A abordagem optogenética alternativa da equipe usa nanocintiladores injetados no cérebro, contornando eletrodos implantáveis ou fios de fibra óptica. Em vez de lasers, eles substituem os raios X por causa de sua maior capacidade de atravessar as barreiras biológicas do tecido.

“As nanopartículas injetadas absorvem a energia dos raios X e a convertem em luz vermelha, que tem uma profundidade de penetração significativamente maior do que a luz azul”, disse Zhaowei Chen, ex-bolsista de pós-doutorado da CNM.

“Assim, as nanopartículas servem como uma fonte de luz interna que faz nosso método funcionar sem fio ou eletrodo”, acrescentou Rozhkova. Uma vez que a abordagem da equipe pode estimular e reprimir pequenas áreas específicas, observou Rozhkova, ela tem outras aplicações além de distúrbios cerebrais. Por exemplo, pode ser aplicável a problemas cardíacos e outros músculos danificados.

Uma das chaves do sucesso da equipe foi a colaboração entre duas das instalações de classe mundial em Argonne: CNM e Advanced Photon Source (APS) da Argonne, uma facilidade de usuário do DOE Office of Science. O trabalho nessas instalações começou com a síntese e caracterização multiferramenta dos nanocintiladores. Em particular, a luminescência óptica excitada por raios-X das amostras de nanopartículas foi determinada em uma linha de luz APS (20-BM). Os resultados mostraram que as partículas eram extremamente estáveis ao longo de meses e após exposição repetida aos raios-X de alta intensidade.

De acordo com Zou Finfrock, um cientista da equipe da linha de luz APS 20-BM e da fonte de luz canadense, “Eles continuaram brilhando uma bela luz laranja-vermelha.”

Em seguida, Argonne enviou nanocintiladores preparados com CNM para a Universidade de Maryland para testes em ratos. A equipe da Universidade de Maryland realizou esses testes durante dois meses com uma pequena máquina portátil de raios-X. Os resultados comprovaram que o procedimento funcionou conforme o planejado. Camundongos cujos cérebros foram geneticamente modificados para reagir à luz vermelha responderam aos pulsos de raios-X com ondas cerebrais registradas em um eletroencefalograma.

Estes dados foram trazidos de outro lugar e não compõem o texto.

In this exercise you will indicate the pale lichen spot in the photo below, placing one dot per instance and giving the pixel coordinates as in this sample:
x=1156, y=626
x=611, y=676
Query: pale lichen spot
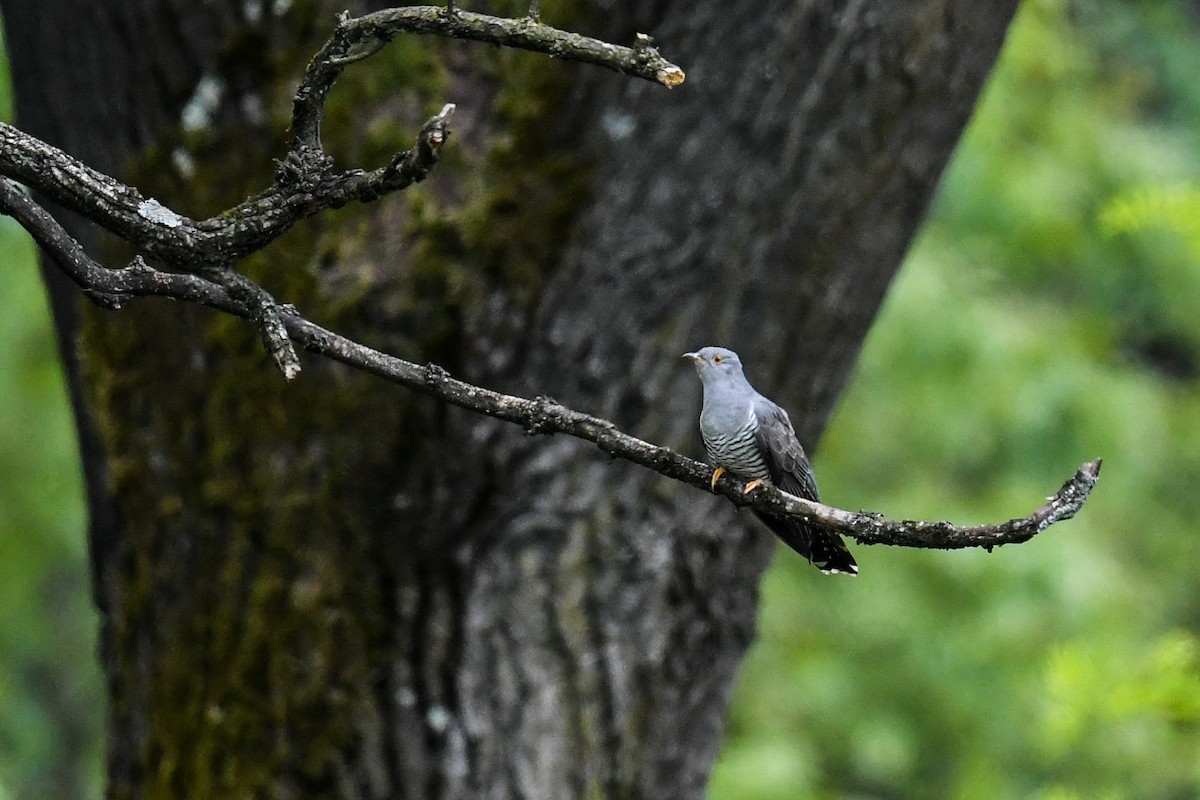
x=157, y=212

Finalmente, a equipe da Universidade de Maryland enviou os cérebros dos animais para caracterização usando microscopia de fluorescência de raios-X realizada por cientistas de Argonne. Esta análise foi realizada por Olga Antipova na linha de luz Microprobe (2-ID-E) no APS e por Zhonghou Cai no Hard X-ray Nanoprobe (26-ID) operado em conjunto pela CNM e APS.

Esse arranjo de múltiplos instrumentos tornou possível ver minúsculas partículas residindo no complexo ambiente do tecido cerebral com uma super-resolução de dezenas de nanômetros. Também permitiu a visualização de neurônios próximos e distantes do local da injeção em microescala. Os resultados provaram que os nanoscintiladores são química e biologicamente estáveis. Eles não se afastam do local da injeção nem se degradam.

“A preparação da amostra é extremamente importante nesses tipos de análise biológica”, disse Antipova, um físico da Divisão de Ciência de Raios-X (XSD) da APS. Antipova foi auxiliado por Qiaoling Jin e Xueli Liu, que prepararam seções cerebrais de apenas alguns micrômetros de espessura com a precisão de um joalheiro.

“Há um intenso interesse comercial em optogenética para aplicações médicas”, disse Rozhkova. “Embora ainda no estágio de prova de conceito, prevemos que nossa abordagem sem fio com patente pendente com pequenas máquinas de raio-X deve ter um futuro brilhante.”

O artigo relacionado “Modulação optogenética sem fio de neurônios corticais ativada por nanopartículas radioluminescentes” apareceu no ACS Nano.